Author : Meghan R. Henning
language : en
Publisher: Yale University Press
Release Date : 2021-09-21

Hell Hath No Fury written by Meghan R. Henning and has been published by Yale University Press this book supported file pdf, txt, epub, kindle and other format this book has been release on 2021-09-21 with Religion categories.


The first major book to examine ancient Christian literature on hell through the lenses of gender and disability studies Throughout the Christian tradition, descriptions of hell’s fiery torments have shaped contemporary notions of the afterlife, divine justice, and physical suffering. But rarely do we consider the roots of such conceptions, which originate in a group of understudied ancient texts: the early Christian apocalypses. In this pioneering study, Meghan Henning illuminates how the bodies that populate hell in early Christian literature—largely those of women, enslaved persons, and individuals with disabilities—are punished after death in spaces that mirror real carceral spaces, effectually criminalizing those bodies on earth.
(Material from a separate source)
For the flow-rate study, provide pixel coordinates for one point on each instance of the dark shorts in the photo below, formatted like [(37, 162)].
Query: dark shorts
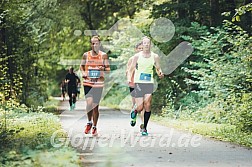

Contextualizing the apocalypses alongside ancient medical texts, inscriptions, philosophy, and patristic writings, this book demonstrates the ways that Christian depictions of hell intensified and preserved ancient notions of gender and bodily normativity that continue to inform Christian identity.



The Theological Turn In Contemporary Gothic Fiction


The Theological Turn In Contemporary Gothic Fiction
DOWNLOAD

Author : Simon Marsden
language : en
Publisher: Springer
Release Date : 2018-09-21

The Theological Turn In Contemporary Gothic Fiction written by Simon Marsden and has been published by Springer this book supported file pdf, txt, epub, kindle and other format this book has been release on 2018-09-21 with Literary Criticism categories.


This study examines theological themes and resonances in post-1970 Gothic fiction. It argues that contemporary Gothic is not simply a secularised genre, but rather one that engages creatively – and often subversively – with theological texts and traditions. This creative engagement is reflected in Gothic fiction’s exploration of theological concepts including sin and evil, Christology and the messianic, resurrection, eschatology and apocalypse. Through readings of fiction by Gothic and horror writers including Stephen King, Joyce Carol Oates, Peter Straub, William Peter Blatty and others, this book demonstrates that Christianity continues to haunt the Gothic imagination and that the genre’s openness to the mysterious, numinous and non-rational opens space in which to explore religious beliefs and experiences less easily accessible to more overtly realist forms of representation. The book offers a new perspective on contemporary Gothic fiction that will be of interest to students and scholars of contemporary Gothic and of the relationship between literature and religion more generally.